As we have already said in other posts, one of the ways that studio students have been studying is in traffic. Again I warn you to go slowly, in the right lane and only if you’ve been driving for some time!
To make this possible, we prepare the WHOLE class for ALL students in at least 2 files of the same duration:
- One with the sound picked up by the microphone (so there’s a bit of piano and a bit of the student’s voice) for the entire length of the exercise. This file serves as a model and reference and maybe it’s good to listen to it at least once a week;
- Another with just the beginning of the exercise (first tonality) with the voice of the singing teacher (vocal coach) or the student himself and then just piano until the end of the exercise.
Students receive these files by wetransfer on the day they take the class and usually download them to their computers, pendrives, tablets or cell phones and thus have the content of the week’s class to study wherever they are (like on the road as we said above) .
We recommend that you put the repertoire trained in the classes on your preferred device as well, because we do specific activities on top of each song. It can be just the original song or the original version and some instrumental, playback or karaoke version.
If you travel mostly by public transport, you can still make your time more productive! You can study while cooking, cleaning, showering, washing, drying or ironing clothes, washing the car, bathing your pet, spending time away on social media, etc! Use the imagination!
Perhaps at least once a week it would be nice to have a more concentrated study, but the type of study we described earlier is very efficient and ends up not weighing on our weekly schedules. The idea would be to think about your routine and try to fit in singing in the best possible way, without the study time becoming a burden (especially for those who have no intention of working with music).

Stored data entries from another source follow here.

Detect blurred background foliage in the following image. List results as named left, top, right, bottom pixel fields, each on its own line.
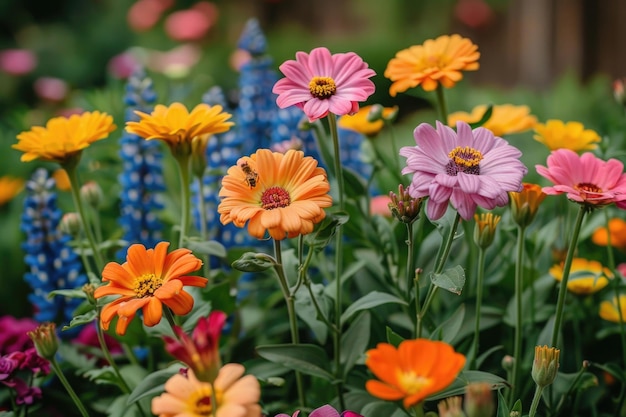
left=1, top=0, right=626, bottom=318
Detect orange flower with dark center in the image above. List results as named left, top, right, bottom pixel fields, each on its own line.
left=365, top=339, right=466, bottom=409
left=218, top=149, right=332, bottom=240
left=94, top=241, right=207, bottom=335
left=385, top=34, right=480, bottom=96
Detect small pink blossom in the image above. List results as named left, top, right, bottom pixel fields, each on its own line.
left=276, top=405, right=362, bottom=417
left=0, top=49, right=37, bottom=76
left=0, top=316, right=38, bottom=356
left=33, top=77, right=68, bottom=102
left=536, top=149, right=626, bottom=208
left=401, top=121, right=527, bottom=220
left=107, top=51, right=141, bottom=79
left=165, top=9, right=212, bottom=41
left=127, top=0, right=172, bottom=31
left=273, top=47, right=376, bottom=122
left=370, top=195, right=392, bottom=217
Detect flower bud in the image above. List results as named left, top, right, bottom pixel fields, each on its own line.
left=531, top=345, right=560, bottom=388
left=438, top=396, right=465, bottom=417
left=366, top=104, right=384, bottom=122
left=80, top=181, right=103, bottom=209
left=388, top=184, right=424, bottom=224
left=60, top=212, right=82, bottom=236
left=82, top=283, right=97, bottom=305
left=191, top=134, right=210, bottom=179
left=509, top=183, right=546, bottom=228
left=473, top=213, right=501, bottom=249
left=27, top=323, right=59, bottom=360
left=464, top=382, right=495, bottom=417
left=501, top=355, right=515, bottom=372
left=614, top=79, right=626, bottom=106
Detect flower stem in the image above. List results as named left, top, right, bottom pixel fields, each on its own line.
left=50, top=357, right=90, bottom=417
left=470, top=246, right=486, bottom=369
left=272, top=239, right=306, bottom=408
left=417, top=212, right=461, bottom=337
left=509, top=224, right=527, bottom=407
left=196, top=176, right=211, bottom=281
left=64, top=161, right=104, bottom=271
left=175, top=153, right=192, bottom=249
left=528, top=385, right=544, bottom=417
left=435, top=84, right=449, bottom=122
left=405, top=222, right=415, bottom=302
left=550, top=205, right=586, bottom=348
left=328, top=112, right=347, bottom=409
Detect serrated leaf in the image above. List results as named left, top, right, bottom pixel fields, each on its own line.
left=232, top=252, right=274, bottom=272
left=340, top=291, right=407, bottom=325
left=430, top=265, right=465, bottom=295
left=256, top=344, right=334, bottom=381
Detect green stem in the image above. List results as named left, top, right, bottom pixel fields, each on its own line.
left=328, top=113, right=346, bottom=410
left=470, top=246, right=486, bottom=369
left=412, top=404, right=425, bottom=417
left=417, top=212, right=461, bottom=337
left=435, top=84, right=449, bottom=122
left=50, top=357, right=90, bottom=417
left=509, top=225, right=527, bottom=407
left=405, top=222, right=415, bottom=302
left=196, top=175, right=211, bottom=281
left=272, top=239, right=306, bottom=408
left=529, top=385, right=545, bottom=417
left=64, top=162, right=104, bottom=271
left=550, top=205, right=586, bottom=348
left=95, top=313, right=132, bottom=394
left=163, top=306, right=179, bottom=335
left=211, top=382, right=220, bottom=416
left=176, top=154, right=192, bottom=249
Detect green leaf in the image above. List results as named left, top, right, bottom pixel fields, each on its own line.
left=430, top=303, right=465, bottom=343
left=304, top=211, right=350, bottom=250
left=340, top=291, right=407, bottom=325
left=468, top=104, right=493, bottom=129
left=341, top=311, right=371, bottom=377
left=232, top=252, right=275, bottom=272
left=361, top=401, right=405, bottom=417
left=185, top=239, right=227, bottom=258
left=256, top=344, right=334, bottom=381
left=295, top=283, right=331, bottom=344
left=48, top=288, right=88, bottom=299
left=496, top=390, right=510, bottom=417
left=342, top=166, right=368, bottom=199
left=386, top=326, right=405, bottom=347
left=430, top=265, right=465, bottom=295
left=427, top=370, right=509, bottom=401
left=83, top=366, right=120, bottom=386
left=61, top=310, right=97, bottom=331
left=127, top=363, right=181, bottom=405
left=202, top=280, right=237, bottom=316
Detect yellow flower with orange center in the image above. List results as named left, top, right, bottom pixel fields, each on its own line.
left=509, top=183, right=546, bottom=227
left=0, top=176, right=24, bottom=206
left=125, top=102, right=234, bottom=156
left=448, top=104, right=537, bottom=136
left=549, top=258, right=612, bottom=295
left=365, top=339, right=466, bottom=409
left=600, top=295, right=626, bottom=323
left=338, top=105, right=397, bottom=136
left=592, top=218, right=626, bottom=252
left=385, top=34, right=480, bottom=96
left=533, top=120, right=601, bottom=152
left=218, top=149, right=332, bottom=240
left=13, top=111, right=116, bottom=163
left=151, top=365, right=261, bottom=417
left=94, top=241, right=208, bottom=335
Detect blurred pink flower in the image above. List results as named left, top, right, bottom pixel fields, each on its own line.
left=617, top=263, right=626, bottom=277
left=127, top=0, right=173, bottom=31
left=33, top=77, right=68, bottom=102
left=536, top=149, right=626, bottom=208
left=108, top=51, right=141, bottom=79
left=0, top=316, right=38, bottom=356
left=147, top=44, right=202, bottom=78
left=454, top=0, right=494, bottom=29
left=371, top=195, right=392, bottom=217
left=401, top=121, right=527, bottom=220
left=164, top=2, right=217, bottom=42
left=273, top=47, right=376, bottom=122
left=74, top=323, right=123, bottom=355
left=0, top=49, right=37, bottom=76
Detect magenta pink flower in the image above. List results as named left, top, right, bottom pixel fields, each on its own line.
left=536, top=149, right=626, bottom=208
left=401, top=121, right=527, bottom=220
left=276, top=405, right=363, bottom=417
left=272, top=47, right=376, bottom=122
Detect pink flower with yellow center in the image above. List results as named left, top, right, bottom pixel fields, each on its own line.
left=535, top=149, right=626, bottom=209
left=401, top=121, right=527, bottom=221
left=272, top=47, right=376, bottom=122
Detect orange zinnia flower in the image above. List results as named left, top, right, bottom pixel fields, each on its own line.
left=385, top=34, right=480, bottom=96
left=218, top=149, right=332, bottom=240
left=125, top=102, right=234, bottom=155
left=365, top=339, right=466, bottom=409
left=0, top=176, right=24, bottom=206
left=592, top=218, right=626, bottom=251
left=14, top=111, right=116, bottom=163
left=94, top=241, right=208, bottom=335
left=448, top=104, right=537, bottom=136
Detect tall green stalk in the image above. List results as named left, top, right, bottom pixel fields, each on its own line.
left=175, top=153, right=192, bottom=249
left=509, top=225, right=527, bottom=406
left=470, top=246, right=486, bottom=369
left=550, top=205, right=587, bottom=348
left=196, top=176, right=211, bottom=280
left=435, top=84, right=448, bottom=122
left=49, top=357, right=90, bottom=417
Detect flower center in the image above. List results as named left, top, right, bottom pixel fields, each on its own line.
left=575, top=182, right=603, bottom=200
left=133, top=273, right=163, bottom=298
left=446, top=146, right=483, bottom=176
left=261, top=187, right=291, bottom=210
left=187, top=386, right=221, bottom=416
left=309, top=76, right=337, bottom=99
left=397, top=371, right=432, bottom=395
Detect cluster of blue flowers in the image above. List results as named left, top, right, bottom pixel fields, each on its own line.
left=20, top=169, right=87, bottom=334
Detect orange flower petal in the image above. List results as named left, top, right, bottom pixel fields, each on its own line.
left=161, top=290, right=195, bottom=316
left=142, top=297, right=163, bottom=327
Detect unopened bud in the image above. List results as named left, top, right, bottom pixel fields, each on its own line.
left=388, top=184, right=424, bottom=224
left=532, top=345, right=560, bottom=388
left=83, top=283, right=96, bottom=305
left=366, top=104, right=384, bottom=122
left=438, top=396, right=465, bottom=417
left=501, top=355, right=515, bottom=372
left=473, top=213, right=501, bottom=249
left=80, top=181, right=103, bottom=209
left=27, top=323, right=59, bottom=360
left=464, top=382, right=495, bottom=417
left=60, top=212, right=82, bottom=236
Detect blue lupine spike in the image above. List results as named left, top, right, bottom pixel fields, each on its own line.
left=237, top=18, right=267, bottom=56
left=117, top=68, right=165, bottom=259
left=20, top=168, right=87, bottom=336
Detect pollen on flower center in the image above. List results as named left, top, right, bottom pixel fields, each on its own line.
left=193, top=395, right=212, bottom=416
left=133, top=273, right=163, bottom=298
left=446, top=146, right=483, bottom=176
left=309, top=76, right=337, bottom=99
left=261, top=186, right=291, bottom=210
left=575, top=182, right=603, bottom=199
left=397, top=371, right=432, bottom=395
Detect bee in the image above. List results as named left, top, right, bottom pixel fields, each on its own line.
left=239, top=161, right=259, bottom=189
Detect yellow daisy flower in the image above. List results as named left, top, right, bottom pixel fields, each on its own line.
left=338, top=105, right=397, bottom=136
left=549, top=258, right=612, bottom=295
left=533, top=120, right=601, bottom=152
left=448, top=104, right=537, bottom=136
left=600, top=295, right=626, bottom=323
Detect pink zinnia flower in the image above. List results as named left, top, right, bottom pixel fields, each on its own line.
left=536, top=149, right=626, bottom=208
left=272, top=47, right=376, bottom=122
left=401, top=121, right=527, bottom=220
left=277, top=405, right=363, bottom=417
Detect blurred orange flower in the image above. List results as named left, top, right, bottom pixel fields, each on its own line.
left=448, top=104, right=537, bottom=136
left=365, top=339, right=465, bottom=409
left=533, top=120, right=600, bottom=152
left=592, top=218, right=626, bottom=251
left=52, top=169, right=71, bottom=191
left=600, top=295, right=626, bottom=323
left=218, top=149, right=332, bottom=240
left=94, top=241, right=207, bottom=335
left=384, top=34, right=479, bottom=96
left=0, top=176, right=24, bottom=206
left=549, top=258, right=612, bottom=295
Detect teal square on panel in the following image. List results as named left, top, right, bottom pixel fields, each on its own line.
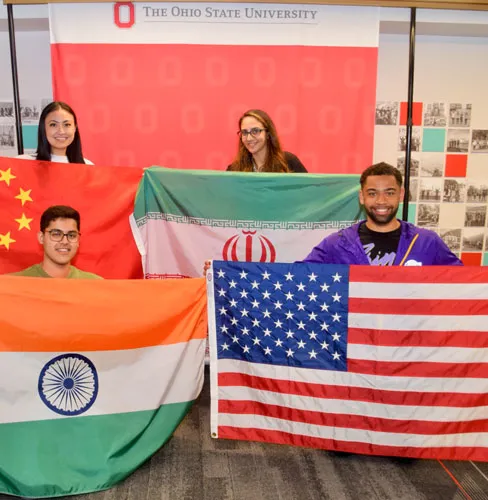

Another very important tip is that if you have little time to study, study mainly your difficulties! For example, if you find the last chorus of a song difficult and you have 30 minutes to study the repertoire, sing the whole song once after studying the technique, study that last chorus several times and sing the song again. entire. That way you will have much more results than using those 30 minutes to sing the whole song 7 times (this count is approximate and depends on the length of the song).
One more thing is that you must study THE CORRECT WAY, that is, the way your singing teacher recommended in class. At this point, personal experience is worth a lot in terms of sensations. If your vocal coach told you that a certain exercise or song sounded good the way you just did it, then try your best to keep all kinds of feelings you had in class and reproduce them when you are studying on your own.
There’s only one thing worse than not studying, it’s studying wrong! Then you can harm yourself or at least gain addictions that can be difficult to get rid of later.
Finally, each vocalise and each activity in the repertoire must have clear and defined OBJECTIVES. If you don’t know the objectives of what you are doing, you will hardly progress or at least it will be very difficult to measure the results.